La représentation des francophones considérée au Nouveau-Brunswick et en Alberta
À l’exception de l’Ontario et du Québec, les rapports préliminaires de chacune des provinces ont été rendus publics. Jusqu’à présent, les deux seuls rapports mentionnant explicitement la représentation des francophones sont ceux de l’Alberta et du Nouveau-Brunswick.
Le rapport de la Commission pour le Nouveau-Brunswick souligne à de multiples reprises l’importance de la représentation effective des Acadiens et des francophones, ce qui se reflète dans les nouvelles limites proposées.
Les trois circonscriptions à majorité francophone de la province sont conservées. Les commissaires proposent notamment de déplacer la région à prédominance francophone de Grand-Sault de la circonscription à majorité anglophone Tobique-Mactaquac à celle de Restigouche-Madawaska. Les changements aux circonscriptions d’Acadie-Bathurst et de Beauséjour sont d’ordre plus mineur.
De plus, les commissaires n’ont pas retenu l’idée de créer une circonscription basée sur les limites municipales de la ville de Moncton, notamment pour ne pas diluer la masse critique de francophones au sein de la circonscription. Ils suggèrent plutôt de déplacer la ville majoritairement anglophone de Riverview dans une circonscription voisine et de maintenir ensemble les villes de Moncton et de Dieppe dans une circonscription bilingue.
En Alberta, les commissaires proposent de rattacher la ville de St. Albert, située au nord d’Edmonton, à la circonscription remaniée et renommée de Sturgeon River. Cette modification a explicitement pour objectif d’intégrer St. Albert à la même circonscription que d’autres communautés francophones situées au nord d’Edmonton, notamment Legal et Morinville.
La proportion de francophones ne variera pas de façon importante dans cette circonscription malgré le changement proposé, mais cette considération est digne de mention.
Dans une province comme l’Alberta, où les francophones représentent 2 % de la population totale et sont dispersés sur le territoire, il n’est pas possible d’envisager une forme de redécoupage permettant aux francophones d’avoir un poids déterminant dans une circonscription fédérale.
Une diminution du poids des Acadiens de la Nouvelle-Écosse
En Nouvelle-Écosse, c’est dans la circonscription actuelle de Nova-Ouest, qui comprend les régions acadiennes de Clare et d’Argyle, que la proportion de francophones est la plus importante.
Les commissaires proposent de la renommer Rive-Acadienne—Shelburne.
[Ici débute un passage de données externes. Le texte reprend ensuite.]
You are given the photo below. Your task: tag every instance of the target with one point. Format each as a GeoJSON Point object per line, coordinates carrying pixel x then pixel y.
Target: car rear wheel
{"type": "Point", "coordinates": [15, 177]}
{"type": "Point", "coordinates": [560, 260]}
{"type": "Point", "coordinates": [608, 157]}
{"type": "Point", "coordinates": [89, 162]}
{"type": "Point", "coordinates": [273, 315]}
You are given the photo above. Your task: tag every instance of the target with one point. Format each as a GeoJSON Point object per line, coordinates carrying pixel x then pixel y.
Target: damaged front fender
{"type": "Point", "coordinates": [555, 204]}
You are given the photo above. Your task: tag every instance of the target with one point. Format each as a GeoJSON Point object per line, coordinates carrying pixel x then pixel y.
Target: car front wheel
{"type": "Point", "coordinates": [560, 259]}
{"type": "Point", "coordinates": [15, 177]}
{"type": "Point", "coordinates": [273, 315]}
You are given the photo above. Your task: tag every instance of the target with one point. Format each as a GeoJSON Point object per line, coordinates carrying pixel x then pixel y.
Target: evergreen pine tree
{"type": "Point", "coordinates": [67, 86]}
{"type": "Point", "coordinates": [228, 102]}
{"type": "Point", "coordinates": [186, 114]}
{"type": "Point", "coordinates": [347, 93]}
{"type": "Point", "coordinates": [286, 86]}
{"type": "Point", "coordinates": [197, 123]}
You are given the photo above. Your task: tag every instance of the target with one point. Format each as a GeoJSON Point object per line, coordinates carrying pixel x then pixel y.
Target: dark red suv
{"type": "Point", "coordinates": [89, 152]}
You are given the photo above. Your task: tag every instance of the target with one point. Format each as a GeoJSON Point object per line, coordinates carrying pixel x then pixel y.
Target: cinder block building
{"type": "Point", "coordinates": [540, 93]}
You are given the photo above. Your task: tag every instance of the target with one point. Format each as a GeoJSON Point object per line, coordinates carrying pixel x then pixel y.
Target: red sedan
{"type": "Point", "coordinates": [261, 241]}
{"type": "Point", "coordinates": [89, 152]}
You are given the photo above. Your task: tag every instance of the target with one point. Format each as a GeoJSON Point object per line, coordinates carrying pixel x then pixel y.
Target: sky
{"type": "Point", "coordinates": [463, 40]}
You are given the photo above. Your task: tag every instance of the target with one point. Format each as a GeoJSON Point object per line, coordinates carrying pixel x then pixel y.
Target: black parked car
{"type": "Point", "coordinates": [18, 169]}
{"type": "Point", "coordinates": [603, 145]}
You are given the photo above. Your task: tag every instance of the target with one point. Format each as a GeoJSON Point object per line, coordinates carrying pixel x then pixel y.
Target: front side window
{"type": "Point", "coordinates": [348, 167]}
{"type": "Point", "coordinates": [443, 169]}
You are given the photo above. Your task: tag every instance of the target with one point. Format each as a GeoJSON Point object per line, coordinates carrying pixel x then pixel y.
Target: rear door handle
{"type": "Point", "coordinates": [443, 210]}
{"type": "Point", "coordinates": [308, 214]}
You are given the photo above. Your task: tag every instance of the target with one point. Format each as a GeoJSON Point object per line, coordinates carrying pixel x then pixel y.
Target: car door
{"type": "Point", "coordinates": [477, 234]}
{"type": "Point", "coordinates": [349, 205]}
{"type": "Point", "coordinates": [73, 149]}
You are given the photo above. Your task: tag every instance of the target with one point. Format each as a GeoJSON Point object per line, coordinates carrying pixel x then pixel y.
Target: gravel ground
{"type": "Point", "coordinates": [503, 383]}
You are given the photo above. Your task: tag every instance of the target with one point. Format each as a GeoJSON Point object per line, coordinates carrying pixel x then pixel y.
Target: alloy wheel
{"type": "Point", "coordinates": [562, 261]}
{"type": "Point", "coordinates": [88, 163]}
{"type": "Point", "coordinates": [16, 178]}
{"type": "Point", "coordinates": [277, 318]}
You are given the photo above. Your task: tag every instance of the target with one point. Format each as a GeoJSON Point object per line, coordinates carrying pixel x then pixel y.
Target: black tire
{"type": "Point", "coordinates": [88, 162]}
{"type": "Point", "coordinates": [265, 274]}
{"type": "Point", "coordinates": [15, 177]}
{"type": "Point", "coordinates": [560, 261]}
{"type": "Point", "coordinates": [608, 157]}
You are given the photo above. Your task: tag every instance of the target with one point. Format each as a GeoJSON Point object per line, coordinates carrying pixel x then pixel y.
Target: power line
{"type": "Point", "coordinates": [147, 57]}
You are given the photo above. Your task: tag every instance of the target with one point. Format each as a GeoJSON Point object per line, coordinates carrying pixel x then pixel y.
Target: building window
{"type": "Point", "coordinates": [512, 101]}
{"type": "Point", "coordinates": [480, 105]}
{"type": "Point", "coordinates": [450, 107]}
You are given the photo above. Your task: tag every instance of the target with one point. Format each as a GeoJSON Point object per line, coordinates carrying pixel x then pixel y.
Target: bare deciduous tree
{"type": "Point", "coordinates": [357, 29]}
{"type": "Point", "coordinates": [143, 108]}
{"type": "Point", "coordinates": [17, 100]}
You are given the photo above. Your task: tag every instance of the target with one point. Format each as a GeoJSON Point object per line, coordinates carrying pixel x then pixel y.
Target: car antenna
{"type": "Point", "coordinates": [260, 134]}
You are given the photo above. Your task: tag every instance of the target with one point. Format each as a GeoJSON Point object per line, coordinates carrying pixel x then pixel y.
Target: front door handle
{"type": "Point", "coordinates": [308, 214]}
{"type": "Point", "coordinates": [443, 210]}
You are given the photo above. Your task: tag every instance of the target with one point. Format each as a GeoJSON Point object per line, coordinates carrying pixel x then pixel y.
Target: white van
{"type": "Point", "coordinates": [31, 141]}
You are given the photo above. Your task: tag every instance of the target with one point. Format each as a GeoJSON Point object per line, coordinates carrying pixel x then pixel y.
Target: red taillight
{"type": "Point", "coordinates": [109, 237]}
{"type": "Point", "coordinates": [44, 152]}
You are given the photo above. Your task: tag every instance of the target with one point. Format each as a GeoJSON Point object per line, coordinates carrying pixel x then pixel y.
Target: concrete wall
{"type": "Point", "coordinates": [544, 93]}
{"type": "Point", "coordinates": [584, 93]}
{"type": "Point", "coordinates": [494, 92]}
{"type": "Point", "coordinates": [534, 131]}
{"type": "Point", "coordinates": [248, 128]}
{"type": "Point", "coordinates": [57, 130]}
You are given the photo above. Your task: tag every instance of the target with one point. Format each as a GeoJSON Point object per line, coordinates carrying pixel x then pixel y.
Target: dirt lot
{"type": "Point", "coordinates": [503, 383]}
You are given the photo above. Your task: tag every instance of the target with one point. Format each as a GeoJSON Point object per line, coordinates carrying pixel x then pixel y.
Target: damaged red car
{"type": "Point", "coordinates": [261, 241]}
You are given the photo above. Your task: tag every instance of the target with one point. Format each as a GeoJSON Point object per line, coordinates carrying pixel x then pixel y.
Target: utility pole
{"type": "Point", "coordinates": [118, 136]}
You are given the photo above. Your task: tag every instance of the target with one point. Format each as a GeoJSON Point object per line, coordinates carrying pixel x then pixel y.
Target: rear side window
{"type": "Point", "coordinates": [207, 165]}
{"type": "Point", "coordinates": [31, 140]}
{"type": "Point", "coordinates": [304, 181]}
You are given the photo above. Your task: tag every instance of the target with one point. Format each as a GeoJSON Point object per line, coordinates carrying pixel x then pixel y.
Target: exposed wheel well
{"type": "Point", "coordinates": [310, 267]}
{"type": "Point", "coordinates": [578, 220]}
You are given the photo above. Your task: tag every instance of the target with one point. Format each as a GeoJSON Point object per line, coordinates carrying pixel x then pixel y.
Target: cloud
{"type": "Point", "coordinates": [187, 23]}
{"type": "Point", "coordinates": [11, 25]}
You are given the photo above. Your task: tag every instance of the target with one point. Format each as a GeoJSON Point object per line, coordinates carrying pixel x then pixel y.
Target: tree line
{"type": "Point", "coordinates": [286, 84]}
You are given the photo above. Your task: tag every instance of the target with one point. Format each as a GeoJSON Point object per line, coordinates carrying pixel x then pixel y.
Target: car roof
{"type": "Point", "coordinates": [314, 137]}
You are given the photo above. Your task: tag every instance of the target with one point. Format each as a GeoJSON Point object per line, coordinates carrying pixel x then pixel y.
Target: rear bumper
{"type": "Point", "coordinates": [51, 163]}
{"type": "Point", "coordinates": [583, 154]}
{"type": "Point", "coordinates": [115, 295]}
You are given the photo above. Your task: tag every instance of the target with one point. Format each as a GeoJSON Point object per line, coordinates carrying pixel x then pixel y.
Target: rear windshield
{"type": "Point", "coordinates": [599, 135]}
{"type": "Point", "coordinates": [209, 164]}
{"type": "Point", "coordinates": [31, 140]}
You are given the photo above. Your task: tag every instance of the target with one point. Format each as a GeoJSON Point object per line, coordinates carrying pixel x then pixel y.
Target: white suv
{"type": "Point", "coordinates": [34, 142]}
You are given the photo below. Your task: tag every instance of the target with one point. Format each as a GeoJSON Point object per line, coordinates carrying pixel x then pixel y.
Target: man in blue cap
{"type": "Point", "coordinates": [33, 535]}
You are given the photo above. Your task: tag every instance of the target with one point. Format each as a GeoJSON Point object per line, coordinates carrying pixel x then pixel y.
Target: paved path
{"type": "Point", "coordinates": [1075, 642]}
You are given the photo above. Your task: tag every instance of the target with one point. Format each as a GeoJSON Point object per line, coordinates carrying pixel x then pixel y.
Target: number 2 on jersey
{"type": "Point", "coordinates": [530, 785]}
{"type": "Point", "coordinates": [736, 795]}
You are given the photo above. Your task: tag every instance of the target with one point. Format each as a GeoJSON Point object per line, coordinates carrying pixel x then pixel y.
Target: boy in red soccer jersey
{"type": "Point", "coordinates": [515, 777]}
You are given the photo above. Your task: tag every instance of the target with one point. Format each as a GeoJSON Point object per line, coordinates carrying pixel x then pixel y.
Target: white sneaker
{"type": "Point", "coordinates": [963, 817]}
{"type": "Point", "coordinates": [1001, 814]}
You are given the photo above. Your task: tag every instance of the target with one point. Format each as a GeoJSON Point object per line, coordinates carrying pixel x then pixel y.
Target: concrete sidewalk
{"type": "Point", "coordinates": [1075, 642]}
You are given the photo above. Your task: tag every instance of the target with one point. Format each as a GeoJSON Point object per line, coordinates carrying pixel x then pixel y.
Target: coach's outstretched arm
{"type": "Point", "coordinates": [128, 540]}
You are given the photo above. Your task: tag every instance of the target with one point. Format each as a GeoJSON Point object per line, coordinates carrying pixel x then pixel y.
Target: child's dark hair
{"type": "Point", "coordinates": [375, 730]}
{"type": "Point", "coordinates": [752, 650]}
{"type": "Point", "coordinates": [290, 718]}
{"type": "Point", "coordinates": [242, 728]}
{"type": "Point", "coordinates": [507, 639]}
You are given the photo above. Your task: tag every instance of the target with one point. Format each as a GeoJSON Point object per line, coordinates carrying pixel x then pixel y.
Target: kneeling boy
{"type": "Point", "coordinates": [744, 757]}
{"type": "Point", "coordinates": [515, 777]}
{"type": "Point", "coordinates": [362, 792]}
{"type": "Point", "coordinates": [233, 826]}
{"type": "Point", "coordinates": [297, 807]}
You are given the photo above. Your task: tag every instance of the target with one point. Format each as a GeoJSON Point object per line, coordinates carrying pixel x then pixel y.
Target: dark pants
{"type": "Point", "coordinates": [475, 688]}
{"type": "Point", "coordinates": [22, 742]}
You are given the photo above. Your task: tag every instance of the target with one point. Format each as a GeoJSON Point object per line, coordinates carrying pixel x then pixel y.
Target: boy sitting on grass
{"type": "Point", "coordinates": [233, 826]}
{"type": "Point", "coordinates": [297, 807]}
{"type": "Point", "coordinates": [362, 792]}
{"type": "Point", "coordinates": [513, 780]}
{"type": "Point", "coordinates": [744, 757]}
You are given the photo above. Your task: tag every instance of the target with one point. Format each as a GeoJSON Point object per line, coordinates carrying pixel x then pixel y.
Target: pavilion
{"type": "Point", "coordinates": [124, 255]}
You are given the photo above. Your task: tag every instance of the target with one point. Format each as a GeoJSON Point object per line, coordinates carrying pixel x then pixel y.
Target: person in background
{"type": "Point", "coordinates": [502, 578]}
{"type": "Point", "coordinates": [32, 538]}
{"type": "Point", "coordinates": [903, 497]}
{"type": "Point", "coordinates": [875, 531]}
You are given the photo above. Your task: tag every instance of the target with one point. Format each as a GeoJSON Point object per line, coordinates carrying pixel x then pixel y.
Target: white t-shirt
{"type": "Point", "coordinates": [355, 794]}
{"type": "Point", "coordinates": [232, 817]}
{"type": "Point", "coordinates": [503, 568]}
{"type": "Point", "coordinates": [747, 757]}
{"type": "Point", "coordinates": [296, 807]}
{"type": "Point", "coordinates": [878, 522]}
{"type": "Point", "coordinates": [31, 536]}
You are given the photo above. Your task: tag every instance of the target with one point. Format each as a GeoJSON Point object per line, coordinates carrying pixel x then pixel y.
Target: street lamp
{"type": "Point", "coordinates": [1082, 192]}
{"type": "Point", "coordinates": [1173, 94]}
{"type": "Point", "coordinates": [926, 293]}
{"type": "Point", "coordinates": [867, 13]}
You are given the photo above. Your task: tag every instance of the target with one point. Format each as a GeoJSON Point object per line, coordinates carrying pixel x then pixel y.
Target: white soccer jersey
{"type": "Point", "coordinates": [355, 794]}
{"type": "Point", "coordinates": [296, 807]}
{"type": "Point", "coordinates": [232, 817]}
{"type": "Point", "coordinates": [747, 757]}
Malgré ce changement de nom qui reflèterait davantage le caractère acadien de la région, le rapport préliminaire prévoit l’ajout du comté à majorité anglophone de Shelburne à la circonscription. Cela aura certainement pour effet de réduire le poids des francophones.
Maintenir les anciennes limites de la circonscription n’aurait même pas nécessité une déviation importante au quotient électoral. Celle-ci aurait été de -5,17 % et aurait été tout à fait justifiable en regard du principe de représentation effective. C’est d’ailleurs ce que recommande la Fédération acadienne de la Nouvelle-Écosse (FANE).
Il est souhaitable que les commissaires néoécossais retournent à la planche à dessin avant la publication du rapport final afin de corriger cette situation.
Dans les autres provinces, les commissaires devront être à l’écoute des représentants des communautés francophones lors des consultations sur les changements proposés afin de s’assurer que la nouvelle carte électorale respecte le droit à une représentation effective des francophones d’un bout à l’autre du pays.
Reste aussi à voir le rapport préliminaire de l’Ontario, une province dans laquelle les francophones ont un poids significatif dans plusieurs circonscriptions.
Guillaume Deschênes-Thériault est doctorant en science politique à l’Université d’Ottawa. Il détient un baccalauréat de l’Université de Moncton et une maitrise de l’Université d’Ottawa. Dans le cadre de ses recherches, il s’intéresse aux communautés francophones en situation minoritaire, avec un intérêt particulier pour l’enjeu de l’immigration. Depuis mai 2021, il est conseiller à la municipalité de Kedgwick au Nouveau-Brunswick.